The lack of any such clear highlighting aimed to capture the attention of and warn existing customers has resulted in my consuming a number of these new tablets in a misguided effort to help fight off bronchitis, misguided because my bronchitis is triggered by stress or allergies, of which my allergy to dairy is by far the worst. It is a safe bet I have made my condition worse rather than better by taking the new Wellness Formula tablets.
I do not mean to single out Source Naturals as being worse than most companies. On the contrary, they are better than most. For first-time customers their label is clear and attentive to the right details, and their formula is great. To anyone not allergic to dairy or soy I recommend these strong, pungent tablets. As their label suggests, taking three of these stinky tablets every three hours does indeed put the whammy on your illness. After discovering the disappointing change in formulation, I scrounged around my house and found a bottle (not that old--it doesn't expire for a while yet) containing the previous formula, which I am using instead.
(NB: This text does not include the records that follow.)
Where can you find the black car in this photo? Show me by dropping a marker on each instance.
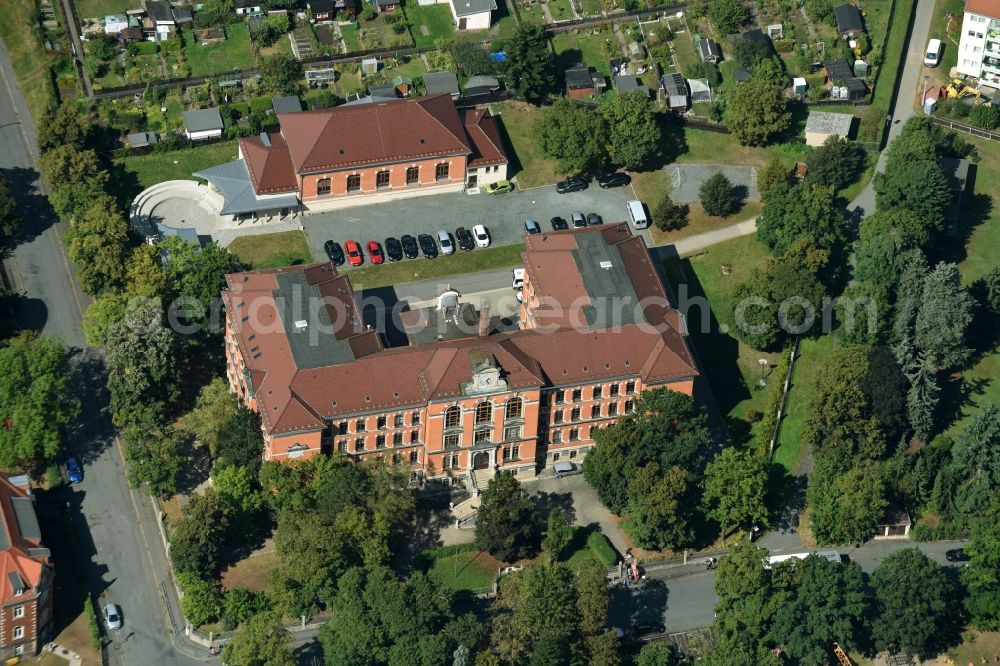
(410, 250)
(465, 239)
(393, 249)
(571, 185)
(956, 555)
(335, 252)
(427, 245)
(617, 179)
I will have to find someone not allergic to dairy or soy I can give the new tablets to, since I wouldn't want this valuable stuff to go to waste.
Apart from this disappointing change in ingredients, a lot of thought has gone into this formula, which its creators have loaded with immunity-boosting nutrients in a careful balance. It isn't perfect, but it's better than any other product I've found at such nuances as including copper any time you supplement with zinc, including zinc and bioflavonoids if you supplement with Vitamin C, and so on. It could stand to up the copper content to 2.3 mg to bring it to 10% of the zinc, and ideally the amount of bioflavonoids needs to match the amount of C to be fully effective, although that would be hard to do without creating truly huge monster pills. Overall, the shotgun approach of including a wide range of relevant herbal products such as garlic, echinacea, astragalus, goldenseal, pau d'arco, and so on, makes a reasonable addition to any strategy for battling ordinary illnesses, and one sniff of these tablets leaves no doubt about the potency of the herbs included.
So, the three lessons I would most draw out of this morning's discovery are these.
First, companies should pay far more attention to allergies than they do, should reformulate their products where possible to reduce the number of allergens present, and should never if at all possible introduce new allergens into an existing product.
Second, as we know from Heraclitus, change is inevitable and natural and important, so any labeling strategy should be oriented as much toward alerting existing customers of change as toward attracting new customers.
Third if I had not been planning to write a blog entry today recommending this product, I might never have noticed the dairy in the new formula; hence, blogging can be good for our health in unexpected ways.